Before embarking on an ambitious project, try to kill it.
Avoid involvement in projects so vague that their failure could remain invisible: such involvement tends to corrupt one's scientific integrity.
Striving for perfection is ultimately the only justification for the academic enterprise; if you don't feel comfortable with this goal --e.g. because you think it too presumptuous--, stay out!
"Knowledge and productivity are like compound interest." Given two people of approximately the same ability and one person who works ten percent more than the other, the latter will more than twice out-produce the former. The more you know, the more you learn; the more you learn, the more you can do; the more you can do, the more the opportunity it is very much like compound interest. I don't want to give you a rate, but it is a very high rate.
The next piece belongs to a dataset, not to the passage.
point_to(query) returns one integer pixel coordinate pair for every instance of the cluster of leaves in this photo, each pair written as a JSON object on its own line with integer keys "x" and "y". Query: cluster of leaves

Given two people with exactly the same ability, the one person who manages day in and day out to get in one more hour of thinking will be tremendously more productive over a lifetime."
Along those lines at some urging from John Tukey and others, I finally adopted what I called "Great Thoughts Time." When I went to lunch Friday noon, I would only discuss great thoughts after that. By great thoughts I mean ones like, "What will be the role of computers in all of AT&T?", "How will computers change science?".
"I used to have this conversation with the head of HP Labs, saying that if we are not failing in two-thirds of the things we try, then we are not taking enough risks."